Aún aguardamos una respuesta favorable de la Municipalidad de Córdoba, que declaró en los medios que el tema está en estudio y que se analizará en los próximos días.

Con nuestro reclamo no buscamos limitar la libertad de expresión, pese a que no compartimos el ideario de quienes impulsan la campaña. Entendemos que la libertad de expresión es un derecho humano fundamental, pero, ¿podemos decir cualquier cosa amparándonos en este derecho? ¿O existe un límite cuando las palabras vulneran otros derechos humanos? La publicidad, así como los medios de comunicación, es uno de los agentes determinantes en la transmisión de pautas culturales, y puede colaborar tanto en el la promoción de valores respetuosos de los derechos humanos, como en la perpetuación de las desigualdades. La regulación del contenido que se promueve en el espacio público, como la ordenanza municipal en la que basamos nuestro reclamo, marca ese límite. Además, como explicamos en nuestra presentación a la Municipalidad, no corresponde que se haga uso de espacios de dominio público municipal para difundir mensajes que “debilitan canales de diálogo, describen en forma peyorativa posicionamientos avalados incluso por órganos oficiales de protección de derechos humanos, e incitan a la violencia y la intolerancia democrática”.

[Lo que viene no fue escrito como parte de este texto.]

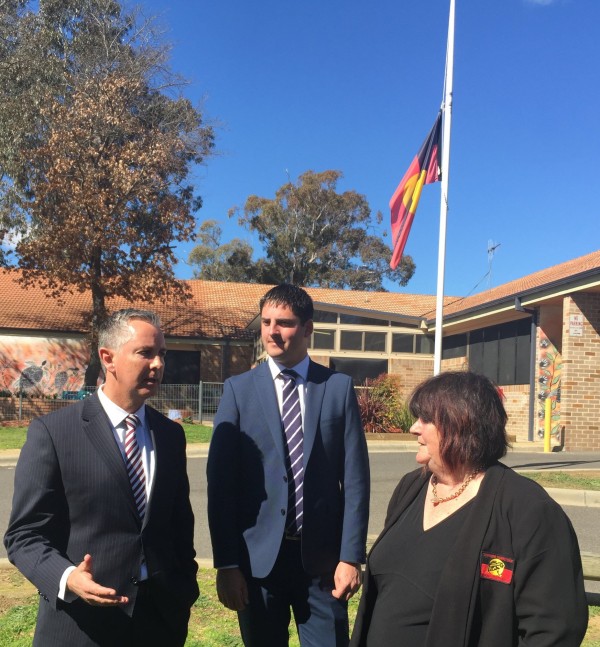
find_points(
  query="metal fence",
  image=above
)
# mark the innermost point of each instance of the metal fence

También creemos que es indispensable que desde el gobierno se impulse una campaña fortaleciendo su compromiso con la plena implementación de la Ley de Educación Sexual Integral, teniendo en cuenta que en nuestra ciudad disponemos de escuelas públicas municipales donde las expresiones de la campaña publicitaria en cuestión pueden haber generado confusión y conflicto.

Es importante entender que lo que está en conflicto es la Educación Sexual Integral, entendida desde un enfoque de derechos humanos y de respeto por la diversidad sexual y de género, coherente con nuestro marco legal vigente y con los estándares internacionales que regulan la materia. Es esta educación sexual, como derecho fundamental de nuestros/as niños, niñas y adolescentes, la que debemos defender.